Sang ibu dengan cepat berlutut. Dengan hati-hati tangan-tangan kecil itu diambilnya kembali untuk ditaruh di pangkuannya. Sementara itu, ratu menangis dan melolong dengan pilu. Selanjutnya raja memerintahkan agar kedua kaki bayi Pangeran Dhammapala dipotong. Sekali lagi Ratu Canda Devi memohon dengan sia-sia. "Anak itu tidak bersalah." Tetap saja kapak dijatuhkan, dan kedua kaki kecil Pangeran Dhammapala putus. Tidak puas melihat kedua kaki yang dipotong itu, raja memerintahkan agar kepala Pangeran Dhammapala dipenggal. Dalam keputus-asaan, sang ibu sekali lagi memohon kepada raja, tetapi raja mengabaikan semua permohonannya. Diancam dengan hukuman berat, maka penjagal tersebut dengan terpaksa melaksanakan perintah sang raja dan memenggal kepala Pangeran Dhammapala. Sekali pun kepala itu sudah dipenggal dan Pangeran Dhammapala sudah meninggal, kemarahan raja masih belum lenyap. Dia memerintahkan penjagal tersebut untuk melemparkan tubuh Pangeran Dhammapala kecil itu ke udara dan memutar-mutar tubuh kecil tersebut dengan tepian belati seolah-olah karangan bunga.
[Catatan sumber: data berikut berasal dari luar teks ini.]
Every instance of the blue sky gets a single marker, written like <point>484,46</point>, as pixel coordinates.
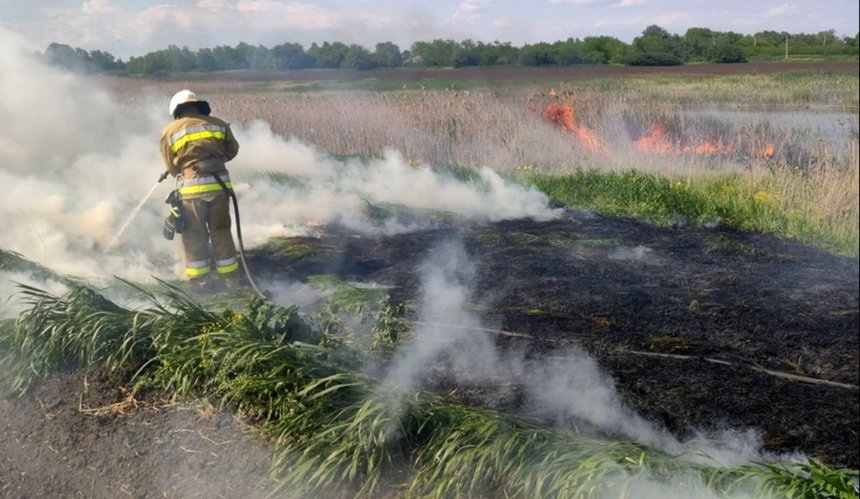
<point>133,27</point>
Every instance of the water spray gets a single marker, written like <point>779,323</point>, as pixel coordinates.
<point>134,213</point>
Ketika menyaksikan peristiwa yang kejam ini, Raju Canda Devi memukul-mukul dadanya dan meraung-raung, dan akhirnya jatuh mati di tempat itu juga. Segera setelah ratu meninggal, Raja Mahapatapa jatuh dari singgasananya karena bumi terbuka dan menelannya masuk ke dalam neraka Avaci.
Selama tindakan-tindakan rendah yang penuh kedengkian ini, si kecil Dhammapala tidak menjadi marah. Bahkan pada saat kematiannya pun, ia meninggal dengan sabar tanpa kebencian di pikirannya.
Sumber : Serba-Serbi Metta (Kebaikan Penuh Kasih)
Karya : Sayadaw U Indaka
Dapat kita sadari bahwa pada saat kemarahan melanda kita, kita tidak akan dapat berpikir dengan jernih dan baik. Ada baiknya saat kita sedang dilanda kemarahan dan yang bekerja pada diri kita hanyalah emosi tanpa terkendali pikiran kita, lebih baik kita tak mengatakan apapun karena terkadang saat sedang marah apa yang kita katakan dapat amat sangat kita sesali dikemudian hari.